The structure of the project is as follows.

.
├── README.md
├── dataset     #where the data files lives
├── documents   #where the raw data and files lives
├── now.json    #zeit now setup for a FAAS service
├── scripts     #scripts to download and aggregate data
└── .dataherb   #where the metadata lives

Scripts

We have a python script for each country for more flexible schedules of each country. We are using classes from utils.py so that the scripts have similar structures.

scripts
├── download_at.py
├── ...
├── requirements.txt
└── utils.py

Dataset

The dataset folder contains the full dataset of each country and the daily pdates of each country.

dataset
├── covid-19-at.csv
├── ...
└── daily
    ├── at
    ├── ...

GitHub Actions

We manage the pipelines using GitHub Actions. The full set of workflows is found in the original repository.

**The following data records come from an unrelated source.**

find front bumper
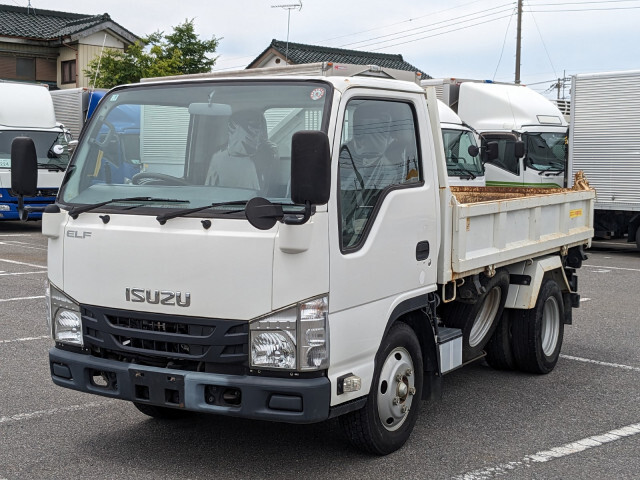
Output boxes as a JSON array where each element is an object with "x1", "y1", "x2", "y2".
[{"x1": 49, "y1": 347, "x2": 331, "y2": 423}]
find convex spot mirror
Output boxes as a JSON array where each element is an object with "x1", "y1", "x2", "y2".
[
  {"x1": 51, "y1": 145, "x2": 64, "y2": 155},
  {"x1": 485, "y1": 142, "x2": 498, "y2": 162},
  {"x1": 11, "y1": 137, "x2": 38, "y2": 197}
]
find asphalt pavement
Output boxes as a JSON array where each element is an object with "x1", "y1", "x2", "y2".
[{"x1": 0, "y1": 222, "x2": 640, "y2": 480}]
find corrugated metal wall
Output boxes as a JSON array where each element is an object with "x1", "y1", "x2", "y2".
[
  {"x1": 570, "y1": 71, "x2": 640, "y2": 210},
  {"x1": 140, "y1": 105, "x2": 190, "y2": 176}
]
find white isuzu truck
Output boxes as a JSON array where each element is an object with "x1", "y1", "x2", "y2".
[
  {"x1": 14, "y1": 63, "x2": 595, "y2": 454},
  {"x1": 569, "y1": 70, "x2": 640, "y2": 250}
]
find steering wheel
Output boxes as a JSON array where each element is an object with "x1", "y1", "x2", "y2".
[
  {"x1": 131, "y1": 172, "x2": 190, "y2": 186},
  {"x1": 94, "y1": 120, "x2": 116, "y2": 150}
]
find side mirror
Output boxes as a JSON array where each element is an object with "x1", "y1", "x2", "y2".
[
  {"x1": 67, "y1": 140, "x2": 78, "y2": 155},
  {"x1": 11, "y1": 137, "x2": 38, "y2": 196},
  {"x1": 485, "y1": 142, "x2": 499, "y2": 162},
  {"x1": 291, "y1": 131, "x2": 331, "y2": 205},
  {"x1": 514, "y1": 140, "x2": 524, "y2": 158}
]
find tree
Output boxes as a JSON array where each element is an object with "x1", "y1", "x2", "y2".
[{"x1": 84, "y1": 19, "x2": 220, "y2": 88}]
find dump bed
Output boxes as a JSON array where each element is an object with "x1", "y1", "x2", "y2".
[{"x1": 438, "y1": 182, "x2": 595, "y2": 283}]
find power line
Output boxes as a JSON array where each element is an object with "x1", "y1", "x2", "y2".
[
  {"x1": 373, "y1": 15, "x2": 511, "y2": 52},
  {"x1": 527, "y1": 2, "x2": 558, "y2": 77},
  {"x1": 493, "y1": 8, "x2": 516, "y2": 80},
  {"x1": 340, "y1": 2, "x2": 513, "y2": 47},
  {"x1": 531, "y1": 6, "x2": 640, "y2": 13},
  {"x1": 318, "y1": 0, "x2": 484, "y2": 43},
  {"x1": 344, "y1": 8, "x2": 512, "y2": 48},
  {"x1": 529, "y1": 0, "x2": 638, "y2": 7}
]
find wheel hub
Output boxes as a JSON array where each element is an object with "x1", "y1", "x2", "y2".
[{"x1": 376, "y1": 347, "x2": 416, "y2": 431}]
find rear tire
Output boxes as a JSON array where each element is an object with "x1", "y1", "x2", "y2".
[
  {"x1": 445, "y1": 270, "x2": 509, "y2": 362},
  {"x1": 133, "y1": 402, "x2": 191, "y2": 420},
  {"x1": 339, "y1": 323, "x2": 423, "y2": 455},
  {"x1": 512, "y1": 279, "x2": 564, "y2": 374},
  {"x1": 485, "y1": 308, "x2": 516, "y2": 370}
]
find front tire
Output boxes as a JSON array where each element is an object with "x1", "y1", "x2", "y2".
[
  {"x1": 512, "y1": 279, "x2": 564, "y2": 374},
  {"x1": 340, "y1": 323, "x2": 423, "y2": 455}
]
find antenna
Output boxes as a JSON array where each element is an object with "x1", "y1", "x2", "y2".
[{"x1": 271, "y1": 0, "x2": 302, "y2": 64}]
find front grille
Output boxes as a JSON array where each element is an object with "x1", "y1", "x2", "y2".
[{"x1": 82, "y1": 306, "x2": 249, "y2": 371}]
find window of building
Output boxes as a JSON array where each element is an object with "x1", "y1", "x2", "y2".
[
  {"x1": 60, "y1": 60, "x2": 76, "y2": 84},
  {"x1": 339, "y1": 99, "x2": 421, "y2": 250},
  {"x1": 16, "y1": 57, "x2": 36, "y2": 81}
]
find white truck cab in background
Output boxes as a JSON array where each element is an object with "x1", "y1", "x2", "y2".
[
  {"x1": 0, "y1": 81, "x2": 70, "y2": 220},
  {"x1": 14, "y1": 62, "x2": 595, "y2": 454},
  {"x1": 438, "y1": 100, "x2": 485, "y2": 187},
  {"x1": 458, "y1": 82, "x2": 569, "y2": 188},
  {"x1": 421, "y1": 78, "x2": 568, "y2": 187}
]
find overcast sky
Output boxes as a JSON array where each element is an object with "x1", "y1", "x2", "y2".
[{"x1": 22, "y1": 0, "x2": 640, "y2": 96}]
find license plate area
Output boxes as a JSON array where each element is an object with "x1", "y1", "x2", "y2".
[{"x1": 129, "y1": 369, "x2": 184, "y2": 408}]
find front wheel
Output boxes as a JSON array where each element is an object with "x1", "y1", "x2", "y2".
[
  {"x1": 511, "y1": 279, "x2": 564, "y2": 373},
  {"x1": 340, "y1": 323, "x2": 423, "y2": 455}
]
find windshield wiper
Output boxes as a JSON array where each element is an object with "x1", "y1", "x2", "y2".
[
  {"x1": 38, "y1": 163, "x2": 67, "y2": 172},
  {"x1": 69, "y1": 197, "x2": 189, "y2": 220},
  {"x1": 156, "y1": 200, "x2": 247, "y2": 225},
  {"x1": 454, "y1": 164, "x2": 476, "y2": 180}
]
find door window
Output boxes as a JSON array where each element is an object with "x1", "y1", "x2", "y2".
[{"x1": 339, "y1": 99, "x2": 421, "y2": 250}]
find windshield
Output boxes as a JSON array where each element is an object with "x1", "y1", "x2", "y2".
[
  {"x1": 59, "y1": 80, "x2": 331, "y2": 214},
  {"x1": 522, "y1": 132, "x2": 567, "y2": 171},
  {"x1": 442, "y1": 128, "x2": 484, "y2": 177},
  {"x1": 0, "y1": 130, "x2": 69, "y2": 170}
]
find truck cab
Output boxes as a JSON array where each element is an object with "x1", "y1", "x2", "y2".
[
  {"x1": 458, "y1": 82, "x2": 568, "y2": 188},
  {"x1": 438, "y1": 100, "x2": 485, "y2": 187}
]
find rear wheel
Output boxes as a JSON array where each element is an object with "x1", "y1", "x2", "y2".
[
  {"x1": 485, "y1": 308, "x2": 516, "y2": 370},
  {"x1": 133, "y1": 402, "x2": 191, "y2": 420},
  {"x1": 446, "y1": 270, "x2": 509, "y2": 362},
  {"x1": 512, "y1": 279, "x2": 564, "y2": 373},
  {"x1": 340, "y1": 323, "x2": 423, "y2": 455}
]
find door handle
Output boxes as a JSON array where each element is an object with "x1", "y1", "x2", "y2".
[{"x1": 416, "y1": 240, "x2": 429, "y2": 261}]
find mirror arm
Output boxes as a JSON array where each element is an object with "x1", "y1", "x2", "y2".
[{"x1": 280, "y1": 201, "x2": 315, "y2": 225}]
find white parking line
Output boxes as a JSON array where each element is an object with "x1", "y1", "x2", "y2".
[
  {"x1": 0, "y1": 402, "x2": 109, "y2": 425},
  {"x1": 0, "y1": 242, "x2": 47, "y2": 251},
  {"x1": 0, "y1": 335, "x2": 51, "y2": 345},
  {"x1": 0, "y1": 295, "x2": 44, "y2": 303},
  {"x1": 0, "y1": 270, "x2": 47, "y2": 277},
  {"x1": 453, "y1": 423, "x2": 640, "y2": 480},
  {"x1": 582, "y1": 265, "x2": 640, "y2": 272},
  {"x1": 0, "y1": 258, "x2": 47, "y2": 268},
  {"x1": 560, "y1": 354, "x2": 640, "y2": 372}
]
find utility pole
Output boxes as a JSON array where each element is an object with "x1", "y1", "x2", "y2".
[
  {"x1": 516, "y1": 0, "x2": 522, "y2": 84},
  {"x1": 271, "y1": 0, "x2": 302, "y2": 64}
]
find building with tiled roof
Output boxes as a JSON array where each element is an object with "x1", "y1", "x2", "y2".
[
  {"x1": 0, "y1": 5, "x2": 139, "y2": 89},
  {"x1": 247, "y1": 39, "x2": 431, "y2": 78}
]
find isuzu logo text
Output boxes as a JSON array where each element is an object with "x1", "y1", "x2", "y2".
[{"x1": 124, "y1": 287, "x2": 191, "y2": 307}]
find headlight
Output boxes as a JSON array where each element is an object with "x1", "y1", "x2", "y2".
[
  {"x1": 49, "y1": 285, "x2": 83, "y2": 346},
  {"x1": 250, "y1": 297, "x2": 329, "y2": 371}
]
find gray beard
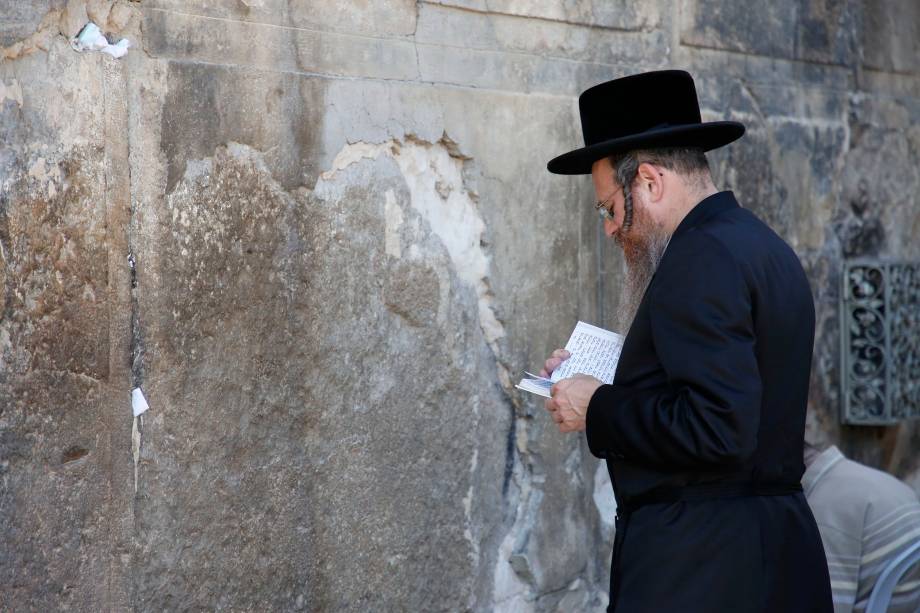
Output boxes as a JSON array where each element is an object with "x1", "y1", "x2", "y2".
[{"x1": 616, "y1": 232, "x2": 671, "y2": 335}]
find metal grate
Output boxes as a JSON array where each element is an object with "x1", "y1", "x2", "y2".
[{"x1": 840, "y1": 260, "x2": 920, "y2": 425}]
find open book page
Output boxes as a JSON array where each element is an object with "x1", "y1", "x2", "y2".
[{"x1": 515, "y1": 321, "x2": 624, "y2": 398}]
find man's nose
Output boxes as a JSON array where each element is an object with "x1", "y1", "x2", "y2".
[{"x1": 604, "y1": 214, "x2": 620, "y2": 238}]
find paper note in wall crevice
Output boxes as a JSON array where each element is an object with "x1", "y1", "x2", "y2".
[{"x1": 515, "y1": 321, "x2": 625, "y2": 398}]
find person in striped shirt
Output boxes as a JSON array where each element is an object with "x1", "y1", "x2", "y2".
[{"x1": 802, "y1": 442, "x2": 920, "y2": 613}]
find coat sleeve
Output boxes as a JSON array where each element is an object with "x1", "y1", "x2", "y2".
[{"x1": 586, "y1": 232, "x2": 761, "y2": 468}]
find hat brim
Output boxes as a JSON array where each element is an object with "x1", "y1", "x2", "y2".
[{"x1": 546, "y1": 121, "x2": 744, "y2": 175}]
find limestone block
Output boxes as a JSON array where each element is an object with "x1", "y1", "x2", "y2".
[
  {"x1": 0, "y1": 38, "x2": 130, "y2": 611},
  {"x1": 0, "y1": 0, "x2": 55, "y2": 47},
  {"x1": 681, "y1": 0, "x2": 858, "y2": 66},
  {"x1": 434, "y1": 0, "x2": 664, "y2": 30},
  {"x1": 142, "y1": 0, "x2": 416, "y2": 36},
  {"x1": 415, "y1": 3, "x2": 669, "y2": 67},
  {"x1": 143, "y1": 10, "x2": 418, "y2": 79}
]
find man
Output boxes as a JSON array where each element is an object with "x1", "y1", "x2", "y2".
[
  {"x1": 545, "y1": 71, "x2": 832, "y2": 613},
  {"x1": 802, "y1": 443, "x2": 920, "y2": 613}
]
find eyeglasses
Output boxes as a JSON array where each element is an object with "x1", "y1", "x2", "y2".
[{"x1": 594, "y1": 187, "x2": 623, "y2": 221}]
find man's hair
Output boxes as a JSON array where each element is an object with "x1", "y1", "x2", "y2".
[{"x1": 609, "y1": 147, "x2": 710, "y2": 230}]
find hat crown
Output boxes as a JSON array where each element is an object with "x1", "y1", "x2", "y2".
[{"x1": 578, "y1": 70, "x2": 702, "y2": 146}]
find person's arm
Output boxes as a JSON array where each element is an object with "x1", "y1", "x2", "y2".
[{"x1": 586, "y1": 232, "x2": 761, "y2": 467}]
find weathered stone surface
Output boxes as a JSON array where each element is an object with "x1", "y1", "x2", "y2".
[
  {"x1": 415, "y1": 3, "x2": 670, "y2": 65},
  {"x1": 143, "y1": 0, "x2": 416, "y2": 38},
  {"x1": 144, "y1": 10, "x2": 418, "y2": 80},
  {"x1": 0, "y1": 0, "x2": 59, "y2": 47},
  {"x1": 862, "y1": 0, "x2": 920, "y2": 74},
  {"x1": 0, "y1": 41, "x2": 136, "y2": 611},
  {"x1": 681, "y1": 0, "x2": 858, "y2": 66},
  {"x1": 425, "y1": 0, "x2": 662, "y2": 30},
  {"x1": 0, "y1": 0, "x2": 920, "y2": 612}
]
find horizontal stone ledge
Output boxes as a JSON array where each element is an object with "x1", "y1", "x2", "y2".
[
  {"x1": 144, "y1": 10, "x2": 418, "y2": 80},
  {"x1": 138, "y1": 5, "x2": 666, "y2": 96},
  {"x1": 422, "y1": 0, "x2": 669, "y2": 31}
]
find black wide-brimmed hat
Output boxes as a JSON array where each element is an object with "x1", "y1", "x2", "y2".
[{"x1": 546, "y1": 70, "x2": 744, "y2": 175}]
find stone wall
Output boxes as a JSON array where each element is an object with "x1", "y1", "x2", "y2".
[{"x1": 0, "y1": 0, "x2": 920, "y2": 611}]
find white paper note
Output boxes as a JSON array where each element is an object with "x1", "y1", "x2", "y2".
[{"x1": 515, "y1": 321, "x2": 625, "y2": 398}]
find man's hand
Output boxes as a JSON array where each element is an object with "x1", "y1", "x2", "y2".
[
  {"x1": 544, "y1": 370, "x2": 603, "y2": 432},
  {"x1": 540, "y1": 349, "x2": 572, "y2": 378}
]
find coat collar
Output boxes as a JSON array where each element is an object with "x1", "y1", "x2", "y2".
[
  {"x1": 802, "y1": 445, "x2": 844, "y2": 496},
  {"x1": 671, "y1": 191, "x2": 739, "y2": 240}
]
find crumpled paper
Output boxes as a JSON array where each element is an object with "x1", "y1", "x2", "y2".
[
  {"x1": 70, "y1": 21, "x2": 131, "y2": 58},
  {"x1": 131, "y1": 387, "x2": 150, "y2": 417}
]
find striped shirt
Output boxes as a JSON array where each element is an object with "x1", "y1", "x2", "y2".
[{"x1": 802, "y1": 447, "x2": 920, "y2": 613}]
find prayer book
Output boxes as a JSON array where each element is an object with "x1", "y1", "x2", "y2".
[{"x1": 514, "y1": 321, "x2": 624, "y2": 398}]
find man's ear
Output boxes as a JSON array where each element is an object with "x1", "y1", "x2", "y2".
[{"x1": 636, "y1": 162, "x2": 664, "y2": 201}]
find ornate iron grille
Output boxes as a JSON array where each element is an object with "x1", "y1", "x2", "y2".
[{"x1": 840, "y1": 260, "x2": 920, "y2": 425}]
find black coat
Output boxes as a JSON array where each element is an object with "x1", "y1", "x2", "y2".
[{"x1": 587, "y1": 192, "x2": 832, "y2": 613}]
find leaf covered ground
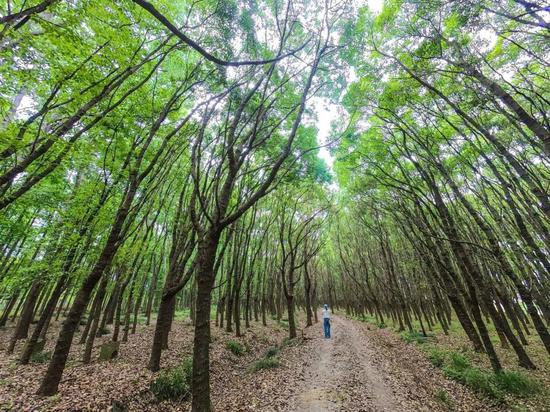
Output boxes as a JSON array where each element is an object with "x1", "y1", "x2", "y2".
[{"x1": 0, "y1": 317, "x2": 520, "y2": 412}]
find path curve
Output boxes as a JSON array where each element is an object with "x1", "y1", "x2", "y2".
[{"x1": 292, "y1": 316, "x2": 403, "y2": 412}]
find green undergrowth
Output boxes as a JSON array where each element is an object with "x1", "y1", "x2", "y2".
[
  {"x1": 348, "y1": 315, "x2": 387, "y2": 329},
  {"x1": 225, "y1": 340, "x2": 246, "y2": 356},
  {"x1": 400, "y1": 331, "x2": 435, "y2": 344},
  {"x1": 427, "y1": 346, "x2": 541, "y2": 403},
  {"x1": 434, "y1": 389, "x2": 455, "y2": 409},
  {"x1": 250, "y1": 341, "x2": 285, "y2": 372},
  {"x1": 150, "y1": 358, "x2": 193, "y2": 401}
]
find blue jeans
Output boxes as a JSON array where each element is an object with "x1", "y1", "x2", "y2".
[{"x1": 323, "y1": 319, "x2": 330, "y2": 338}]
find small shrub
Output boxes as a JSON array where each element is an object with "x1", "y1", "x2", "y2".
[
  {"x1": 462, "y1": 368, "x2": 502, "y2": 399},
  {"x1": 428, "y1": 348, "x2": 447, "y2": 368},
  {"x1": 30, "y1": 352, "x2": 52, "y2": 363},
  {"x1": 252, "y1": 357, "x2": 279, "y2": 372},
  {"x1": 451, "y1": 352, "x2": 472, "y2": 371},
  {"x1": 401, "y1": 331, "x2": 428, "y2": 343},
  {"x1": 264, "y1": 346, "x2": 279, "y2": 358},
  {"x1": 434, "y1": 389, "x2": 453, "y2": 408},
  {"x1": 495, "y1": 370, "x2": 540, "y2": 397},
  {"x1": 225, "y1": 340, "x2": 246, "y2": 356},
  {"x1": 150, "y1": 358, "x2": 193, "y2": 401}
]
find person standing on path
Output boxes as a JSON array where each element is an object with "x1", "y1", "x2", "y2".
[{"x1": 323, "y1": 303, "x2": 330, "y2": 339}]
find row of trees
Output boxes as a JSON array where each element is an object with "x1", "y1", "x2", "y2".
[
  {"x1": 331, "y1": 1, "x2": 550, "y2": 371},
  {"x1": 0, "y1": 0, "x2": 347, "y2": 411}
]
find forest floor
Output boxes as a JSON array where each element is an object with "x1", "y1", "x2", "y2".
[{"x1": 0, "y1": 316, "x2": 544, "y2": 412}]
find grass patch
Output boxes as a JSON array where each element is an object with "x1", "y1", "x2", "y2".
[
  {"x1": 495, "y1": 370, "x2": 541, "y2": 398},
  {"x1": 428, "y1": 347, "x2": 447, "y2": 368},
  {"x1": 150, "y1": 358, "x2": 193, "y2": 401},
  {"x1": 440, "y1": 348, "x2": 540, "y2": 402},
  {"x1": 225, "y1": 340, "x2": 246, "y2": 356},
  {"x1": 30, "y1": 352, "x2": 52, "y2": 363},
  {"x1": 434, "y1": 389, "x2": 454, "y2": 409},
  {"x1": 401, "y1": 331, "x2": 428, "y2": 344}
]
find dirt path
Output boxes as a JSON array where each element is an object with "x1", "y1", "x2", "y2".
[
  {"x1": 270, "y1": 316, "x2": 497, "y2": 412},
  {"x1": 293, "y1": 317, "x2": 398, "y2": 412}
]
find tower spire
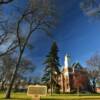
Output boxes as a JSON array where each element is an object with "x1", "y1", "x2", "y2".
[{"x1": 64, "y1": 54, "x2": 70, "y2": 68}]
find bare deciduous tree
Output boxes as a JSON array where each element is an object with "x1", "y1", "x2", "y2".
[{"x1": 5, "y1": 0, "x2": 56, "y2": 98}]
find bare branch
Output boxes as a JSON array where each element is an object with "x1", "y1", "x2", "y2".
[{"x1": 0, "y1": 0, "x2": 14, "y2": 5}]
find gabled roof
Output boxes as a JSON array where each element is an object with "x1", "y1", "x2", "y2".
[{"x1": 72, "y1": 62, "x2": 83, "y2": 69}]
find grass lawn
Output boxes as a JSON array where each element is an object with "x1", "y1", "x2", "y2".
[{"x1": 0, "y1": 93, "x2": 100, "y2": 100}]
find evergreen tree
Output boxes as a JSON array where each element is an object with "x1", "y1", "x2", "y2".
[{"x1": 42, "y1": 42, "x2": 60, "y2": 94}]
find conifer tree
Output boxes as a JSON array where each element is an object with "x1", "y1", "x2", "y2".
[{"x1": 42, "y1": 42, "x2": 60, "y2": 94}]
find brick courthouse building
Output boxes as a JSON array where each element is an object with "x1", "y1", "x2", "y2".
[{"x1": 58, "y1": 55, "x2": 89, "y2": 93}]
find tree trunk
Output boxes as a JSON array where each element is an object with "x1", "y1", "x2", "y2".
[
  {"x1": 0, "y1": 80, "x2": 6, "y2": 90},
  {"x1": 77, "y1": 86, "x2": 80, "y2": 96},
  {"x1": 5, "y1": 64, "x2": 19, "y2": 99},
  {"x1": 5, "y1": 51, "x2": 23, "y2": 99}
]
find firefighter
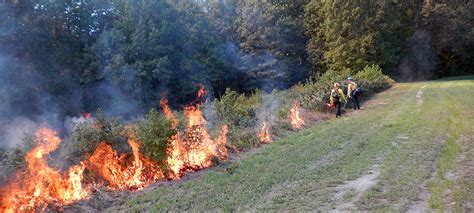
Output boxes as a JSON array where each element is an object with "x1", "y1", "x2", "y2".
[
  {"x1": 347, "y1": 77, "x2": 361, "y2": 110},
  {"x1": 329, "y1": 83, "x2": 346, "y2": 118}
]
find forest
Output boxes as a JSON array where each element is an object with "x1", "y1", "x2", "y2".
[
  {"x1": 0, "y1": 0, "x2": 474, "y2": 125},
  {"x1": 0, "y1": 0, "x2": 474, "y2": 212}
]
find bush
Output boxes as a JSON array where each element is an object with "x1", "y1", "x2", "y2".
[
  {"x1": 354, "y1": 65, "x2": 395, "y2": 94},
  {"x1": 137, "y1": 109, "x2": 177, "y2": 162},
  {"x1": 292, "y1": 65, "x2": 395, "y2": 111},
  {"x1": 69, "y1": 110, "x2": 129, "y2": 163},
  {"x1": 214, "y1": 89, "x2": 260, "y2": 127}
]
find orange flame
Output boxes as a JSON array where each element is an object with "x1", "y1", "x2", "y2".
[
  {"x1": 87, "y1": 133, "x2": 164, "y2": 189},
  {"x1": 290, "y1": 101, "x2": 304, "y2": 129},
  {"x1": 257, "y1": 121, "x2": 272, "y2": 143},
  {"x1": 160, "y1": 85, "x2": 228, "y2": 174},
  {"x1": 0, "y1": 128, "x2": 89, "y2": 212},
  {"x1": 0, "y1": 85, "x2": 228, "y2": 212}
]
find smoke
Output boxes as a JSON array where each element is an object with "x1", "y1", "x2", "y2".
[
  {"x1": 224, "y1": 43, "x2": 306, "y2": 93},
  {"x1": 0, "y1": 117, "x2": 38, "y2": 148},
  {"x1": 256, "y1": 90, "x2": 281, "y2": 128},
  {"x1": 0, "y1": 55, "x2": 59, "y2": 148},
  {"x1": 398, "y1": 30, "x2": 437, "y2": 81}
]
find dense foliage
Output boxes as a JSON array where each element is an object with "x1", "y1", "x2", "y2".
[{"x1": 0, "y1": 0, "x2": 474, "y2": 121}]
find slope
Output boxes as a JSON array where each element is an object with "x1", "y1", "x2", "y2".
[{"x1": 108, "y1": 76, "x2": 474, "y2": 211}]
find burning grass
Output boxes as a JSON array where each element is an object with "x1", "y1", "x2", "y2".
[{"x1": 0, "y1": 87, "x2": 228, "y2": 212}]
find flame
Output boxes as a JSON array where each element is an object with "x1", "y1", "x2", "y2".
[
  {"x1": 257, "y1": 121, "x2": 272, "y2": 143},
  {"x1": 0, "y1": 85, "x2": 228, "y2": 212},
  {"x1": 0, "y1": 128, "x2": 89, "y2": 212},
  {"x1": 290, "y1": 101, "x2": 304, "y2": 129},
  {"x1": 160, "y1": 85, "x2": 228, "y2": 174},
  {"x1": 87, "y1": 133, "x2": 164, "y2": 189},
  {"x1": 82, "y1": 112, "x2": 92, "y2": 119}
]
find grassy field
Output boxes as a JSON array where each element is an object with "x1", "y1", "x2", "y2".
[{"x1": 105, "y1": 76, "x2": 474, "y2": 212}]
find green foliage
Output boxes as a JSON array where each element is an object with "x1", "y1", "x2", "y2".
[
  {"x1": 214, "y1": 89, "x2": 260, "y2": 127},
  {"x1": 137, "y1": 109, "x2": 177, "y2": 162},
  {"x1": 305, "y1": 0, "x2": 416, "y2": 72},
  {"x1": 293, "y1": 65, "x2": 395, "y2": 111},
  {"x1": 70, "y1": 110, "x2": 127, "y2": 162},
  {"x1": 354, "y1": 65, "x2": 395, "y2": 94}
]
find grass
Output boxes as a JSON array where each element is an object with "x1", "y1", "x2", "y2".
[{"x1": 105, "y1": 76, "x2": 474, "y2": 212}]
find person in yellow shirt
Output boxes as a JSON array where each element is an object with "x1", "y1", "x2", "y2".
[
  {"x1": 329, "y1": 83, "x2": 346, "y2": 118},
  {"x1": 347, "y1": 77, "x2": 361, "y2": 110}
]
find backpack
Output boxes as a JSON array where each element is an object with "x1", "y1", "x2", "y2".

We use Germany as an example. In the workflow for Germany, we have two triggers, pushing to master branch and schedule. The job steps are

  1. Checkout the repository;
  2. Setup python and install python requirements;
  3. Run the python script to download and aggregate data;
  4. Push data to repository.
name: CI Download DE SARS-COV-2 Cases from RKI

on:
  push:
    branches:
      - master
  schedule:
    - cron:  '0 7/1 * * *'

jobs:
  build:

    runs-on: ubuntu-latest

    steps:
      - name: Checkout current repo
        uses: actions/checkout@v2
      - name: Get current directory and files
        run: |
          pwd
          ls
      - uses: actions/setup-python@v1
        with:
          python-version: '3.7' # Version range or exact version of a Python version to use, using SemVer's version range syntax
          architecture: 'x64' # optional x64 or x86. Defaults to x64 if not specified
      - name: Install Python Requirements
        run: |
          python --version
          pip install -r scripts/requirements.txt
      - name: Download Records
        run: |
          python scripts/download_de.py
          ls dataset/daily/de
          git config --local user.email "action@github.com"
          git config --local user.name "GitHub Action"
          git pull
          git status
          git add .
          git commit -m "Update DE Dataset" || echo "Nothing to update"
          git status
      - name: Push changes
        uses: ad-m/github-push-action@master
        with:
          repository: covid19-eu-zh/covid19-eu-data
          github_token: ${{ secrets.GITHUB_TOKEN }}

And Much More

We run a Telegram Channel (in Chinese): 新冠肺炎欧洲中文臺

Chat

If you would like to help or track the progress of this project, check out our roadmap.

  1. Some countries, such as Spain, we only download the record PDF files. Some countries, such as Italy, provides open and well-organized data by the government.